Lanestosa, the place where the clocks stop
This town, founded in 1287, is located in the westernmost point of Bizkaia, in the region of Enkarterri. It is the smallest municipality in the territory and one of the least inhabited. However, the monumentality of its indiano houses, its medieval layout, the richness of the surrounding countryside and the friendliness of its people make Lanestosa a highly recommended visit.

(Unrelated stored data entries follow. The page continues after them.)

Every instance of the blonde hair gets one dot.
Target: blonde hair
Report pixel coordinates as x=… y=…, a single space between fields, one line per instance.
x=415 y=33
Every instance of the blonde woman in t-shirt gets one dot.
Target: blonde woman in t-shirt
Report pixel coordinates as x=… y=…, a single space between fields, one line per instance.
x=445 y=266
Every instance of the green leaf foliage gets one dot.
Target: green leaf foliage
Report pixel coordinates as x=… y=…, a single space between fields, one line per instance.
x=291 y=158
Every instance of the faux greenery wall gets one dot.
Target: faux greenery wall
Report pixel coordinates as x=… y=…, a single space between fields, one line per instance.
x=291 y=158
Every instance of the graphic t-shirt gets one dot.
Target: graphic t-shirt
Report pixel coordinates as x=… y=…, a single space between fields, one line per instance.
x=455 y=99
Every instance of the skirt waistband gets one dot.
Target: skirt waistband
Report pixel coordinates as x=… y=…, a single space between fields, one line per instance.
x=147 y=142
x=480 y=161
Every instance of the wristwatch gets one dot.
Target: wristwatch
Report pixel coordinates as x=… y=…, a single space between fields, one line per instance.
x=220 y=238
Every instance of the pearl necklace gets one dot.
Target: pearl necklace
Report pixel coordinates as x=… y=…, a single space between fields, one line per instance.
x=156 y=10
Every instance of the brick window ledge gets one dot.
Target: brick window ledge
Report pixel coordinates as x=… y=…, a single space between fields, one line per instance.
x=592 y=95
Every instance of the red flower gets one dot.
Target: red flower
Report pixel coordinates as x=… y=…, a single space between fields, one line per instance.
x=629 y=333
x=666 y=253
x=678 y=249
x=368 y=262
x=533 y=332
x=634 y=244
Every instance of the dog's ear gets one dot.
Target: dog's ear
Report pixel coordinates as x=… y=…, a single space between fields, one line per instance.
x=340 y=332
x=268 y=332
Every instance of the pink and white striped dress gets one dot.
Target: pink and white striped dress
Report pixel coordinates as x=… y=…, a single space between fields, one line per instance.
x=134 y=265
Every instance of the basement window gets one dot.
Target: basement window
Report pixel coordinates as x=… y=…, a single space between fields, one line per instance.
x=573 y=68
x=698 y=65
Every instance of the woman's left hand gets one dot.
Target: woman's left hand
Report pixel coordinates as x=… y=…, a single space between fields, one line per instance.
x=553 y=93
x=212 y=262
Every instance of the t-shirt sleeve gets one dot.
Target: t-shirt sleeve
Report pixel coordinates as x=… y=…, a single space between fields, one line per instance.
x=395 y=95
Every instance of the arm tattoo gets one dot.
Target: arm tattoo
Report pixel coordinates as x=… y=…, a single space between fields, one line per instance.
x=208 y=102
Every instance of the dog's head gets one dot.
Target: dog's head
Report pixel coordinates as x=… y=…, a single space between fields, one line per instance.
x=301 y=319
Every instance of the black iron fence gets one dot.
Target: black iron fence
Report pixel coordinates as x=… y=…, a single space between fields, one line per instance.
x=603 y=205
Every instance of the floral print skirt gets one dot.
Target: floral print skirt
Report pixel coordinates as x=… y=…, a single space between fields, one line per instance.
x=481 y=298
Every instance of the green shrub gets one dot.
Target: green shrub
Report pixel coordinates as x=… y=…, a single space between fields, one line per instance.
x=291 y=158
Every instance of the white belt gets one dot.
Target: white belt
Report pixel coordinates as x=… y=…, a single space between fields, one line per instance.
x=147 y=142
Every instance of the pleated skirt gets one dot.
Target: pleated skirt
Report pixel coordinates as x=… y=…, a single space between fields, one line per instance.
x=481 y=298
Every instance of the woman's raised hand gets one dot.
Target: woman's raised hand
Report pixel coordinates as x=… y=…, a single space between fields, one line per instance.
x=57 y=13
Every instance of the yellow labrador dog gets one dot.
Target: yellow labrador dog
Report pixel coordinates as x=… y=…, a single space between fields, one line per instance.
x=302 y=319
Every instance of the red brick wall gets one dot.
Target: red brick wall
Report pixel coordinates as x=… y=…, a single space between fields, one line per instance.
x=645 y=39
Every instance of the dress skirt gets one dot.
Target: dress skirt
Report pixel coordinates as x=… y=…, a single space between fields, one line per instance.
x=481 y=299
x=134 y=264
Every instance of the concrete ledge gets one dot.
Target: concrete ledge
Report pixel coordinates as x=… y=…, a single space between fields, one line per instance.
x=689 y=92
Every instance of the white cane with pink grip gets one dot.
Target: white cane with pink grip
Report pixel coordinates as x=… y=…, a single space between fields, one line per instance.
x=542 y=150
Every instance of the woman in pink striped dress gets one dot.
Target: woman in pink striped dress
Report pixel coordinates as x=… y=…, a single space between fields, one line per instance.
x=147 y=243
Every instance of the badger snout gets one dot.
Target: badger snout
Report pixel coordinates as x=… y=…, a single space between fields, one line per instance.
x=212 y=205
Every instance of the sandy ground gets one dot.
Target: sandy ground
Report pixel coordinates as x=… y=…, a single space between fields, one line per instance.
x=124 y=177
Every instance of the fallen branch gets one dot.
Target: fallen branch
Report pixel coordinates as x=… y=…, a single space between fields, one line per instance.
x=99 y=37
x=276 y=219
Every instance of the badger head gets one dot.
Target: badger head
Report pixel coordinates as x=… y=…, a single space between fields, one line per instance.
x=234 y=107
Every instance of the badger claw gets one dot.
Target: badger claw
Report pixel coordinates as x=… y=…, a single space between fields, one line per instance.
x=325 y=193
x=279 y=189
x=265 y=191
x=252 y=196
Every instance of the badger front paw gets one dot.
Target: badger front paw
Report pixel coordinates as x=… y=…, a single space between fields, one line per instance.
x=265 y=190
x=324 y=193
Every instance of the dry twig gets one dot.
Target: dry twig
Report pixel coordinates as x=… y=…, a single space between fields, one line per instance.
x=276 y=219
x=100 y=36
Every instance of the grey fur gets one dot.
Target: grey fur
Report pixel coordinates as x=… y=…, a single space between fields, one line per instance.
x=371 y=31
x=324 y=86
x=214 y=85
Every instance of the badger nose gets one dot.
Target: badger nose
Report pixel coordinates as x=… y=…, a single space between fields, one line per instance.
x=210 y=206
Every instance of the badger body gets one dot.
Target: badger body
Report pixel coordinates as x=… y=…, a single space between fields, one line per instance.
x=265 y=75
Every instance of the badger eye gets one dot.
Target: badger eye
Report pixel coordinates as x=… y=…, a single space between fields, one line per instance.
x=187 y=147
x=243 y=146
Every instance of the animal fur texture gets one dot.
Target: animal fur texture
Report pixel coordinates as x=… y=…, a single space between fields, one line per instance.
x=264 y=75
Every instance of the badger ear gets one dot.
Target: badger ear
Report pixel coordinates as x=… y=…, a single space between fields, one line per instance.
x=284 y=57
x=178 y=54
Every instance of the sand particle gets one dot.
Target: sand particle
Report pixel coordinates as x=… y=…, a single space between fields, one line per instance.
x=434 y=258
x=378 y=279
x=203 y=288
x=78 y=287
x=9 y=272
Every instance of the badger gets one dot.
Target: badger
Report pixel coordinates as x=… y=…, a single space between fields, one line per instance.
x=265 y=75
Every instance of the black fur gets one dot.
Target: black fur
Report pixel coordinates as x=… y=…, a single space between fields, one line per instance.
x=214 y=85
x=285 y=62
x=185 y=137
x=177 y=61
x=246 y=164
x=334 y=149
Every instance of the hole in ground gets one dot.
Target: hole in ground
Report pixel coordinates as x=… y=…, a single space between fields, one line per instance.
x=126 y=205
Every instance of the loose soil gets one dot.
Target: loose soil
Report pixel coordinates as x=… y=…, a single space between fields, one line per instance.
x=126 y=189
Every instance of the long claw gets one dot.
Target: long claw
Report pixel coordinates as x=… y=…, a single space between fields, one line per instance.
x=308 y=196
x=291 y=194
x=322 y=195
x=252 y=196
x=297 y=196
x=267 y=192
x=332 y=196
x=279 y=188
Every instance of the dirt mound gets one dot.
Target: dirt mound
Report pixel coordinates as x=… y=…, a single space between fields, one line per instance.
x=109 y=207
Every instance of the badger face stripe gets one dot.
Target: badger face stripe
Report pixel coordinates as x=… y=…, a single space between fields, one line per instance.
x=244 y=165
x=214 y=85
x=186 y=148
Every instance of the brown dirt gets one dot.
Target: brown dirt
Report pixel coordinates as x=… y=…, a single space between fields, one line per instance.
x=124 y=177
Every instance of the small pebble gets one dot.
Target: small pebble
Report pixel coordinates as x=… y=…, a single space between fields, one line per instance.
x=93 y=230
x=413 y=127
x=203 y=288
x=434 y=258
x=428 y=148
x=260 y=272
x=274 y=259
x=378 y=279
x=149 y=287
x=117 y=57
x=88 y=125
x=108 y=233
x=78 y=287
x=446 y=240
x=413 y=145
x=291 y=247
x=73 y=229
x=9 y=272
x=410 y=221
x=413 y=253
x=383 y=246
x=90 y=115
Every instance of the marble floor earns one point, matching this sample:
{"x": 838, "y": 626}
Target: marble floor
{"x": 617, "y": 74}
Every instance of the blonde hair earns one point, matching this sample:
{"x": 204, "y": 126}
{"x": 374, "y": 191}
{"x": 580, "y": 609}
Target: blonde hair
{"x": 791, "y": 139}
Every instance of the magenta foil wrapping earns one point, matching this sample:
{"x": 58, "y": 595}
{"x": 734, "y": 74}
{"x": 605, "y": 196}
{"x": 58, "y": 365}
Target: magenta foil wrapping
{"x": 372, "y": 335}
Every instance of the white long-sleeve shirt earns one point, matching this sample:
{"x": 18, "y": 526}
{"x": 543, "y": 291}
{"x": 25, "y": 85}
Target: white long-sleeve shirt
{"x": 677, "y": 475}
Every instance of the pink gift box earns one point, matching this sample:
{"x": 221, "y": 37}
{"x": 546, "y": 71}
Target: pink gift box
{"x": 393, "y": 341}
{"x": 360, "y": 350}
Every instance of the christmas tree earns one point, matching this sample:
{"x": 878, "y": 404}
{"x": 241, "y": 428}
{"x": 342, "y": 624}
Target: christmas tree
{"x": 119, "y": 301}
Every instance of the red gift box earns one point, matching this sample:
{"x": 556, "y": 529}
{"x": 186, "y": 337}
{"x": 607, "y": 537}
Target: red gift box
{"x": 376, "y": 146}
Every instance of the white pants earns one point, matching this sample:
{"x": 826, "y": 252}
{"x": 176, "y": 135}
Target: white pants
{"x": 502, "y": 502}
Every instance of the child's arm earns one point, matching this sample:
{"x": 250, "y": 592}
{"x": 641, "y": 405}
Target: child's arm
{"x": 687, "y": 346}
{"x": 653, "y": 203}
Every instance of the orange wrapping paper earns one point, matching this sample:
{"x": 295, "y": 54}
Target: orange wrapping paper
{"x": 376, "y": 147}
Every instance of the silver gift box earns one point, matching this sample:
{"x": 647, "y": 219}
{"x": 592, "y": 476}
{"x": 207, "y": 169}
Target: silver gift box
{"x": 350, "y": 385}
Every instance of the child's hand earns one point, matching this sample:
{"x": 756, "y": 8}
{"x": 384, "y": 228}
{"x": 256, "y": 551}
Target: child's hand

A lbert Einstein was right. Time does not pass in the same way everywhere. In Lanestosa its flow slows down. And it is not necessary to resort to the speed of light or the infinite gravitational attraction of a black hole. It is enough to walk through its cobbled streets, to stop and contemplate the landscape, to listen to nature. Little by little, time will roll more slowly. Urgencies will lose importance.
Like the mythical Shambhala, Lanestosa rises in a valley of evergreen forests and meadows between mountains, linked to a river, the Calera, which flows into the salmonfishing Asón to feed the marshes of Santoña and Colindres. The Calera disappears from sight in the karstic terrain where it also carves meandering limestone canyons.
The entourage of Emperor Charles V passed through the main street of Lanestosa on its way to the plateau half a millennium ago. Those who sit in silence may hear the clopping of horses’ hooves on the cobblestones. Merchants enriched by the passage of goods between Castile and the sea built palaces in the 17th and 18th centuries. Later, Indianos who made their fortune in Mexico, Guatemala or Cuba added the icing on the cake of mansions, now hundreds of years old, to the ancient streets of the town with estates such as ‘La Casona’, ‘La Casa Vizcaya’ or ‘La Casa Sobera’ among others.
For a long time, the inhabitants of Lanestosa have been mainly dedicated to agriculture and livestock farming. This fact has allowed them to preserve not only the spectacular surroundings, but also the way of life linked to the cycles of nature instead of the dictates of the digital clock.
The doors of places such as ‘La abacería’, a supermarket, tavern, hardware store, bodeguilla (wine cellar) and a place for conversation, are still open. You can effortlessly hear the birds twittering, the toads chirping and, certainly in winter, the wolves howling. The rough road through the pass of Los Tornos and the constantly changing weather keep the road traffic away from Lanestosa. There is little more than real bikers, locals or cattle trailers.
That is why the street, when you turn the corner, does not lead to another place, but to another time. A time when the air was thin and scented with hay and the rhythm of the work was set by the ringing of the bell tower.
It is worth breathing in the peace and quiet of Lanestosa. But if you prefer breathtaking activities, whoever stops in Lanestosa is in the perfect spot for speleology, via ferrata, hiking, mountain bikingor bicycle touring.
- During the first week of August, the Virgen de las Nieves, with its unique parade of the “Danzantes”.
- In the middle of August, San Roque.
- Every first Sunday in September, Lanestosa hosts a classic car rally which is bigger every year in terms of number and quality of the participants.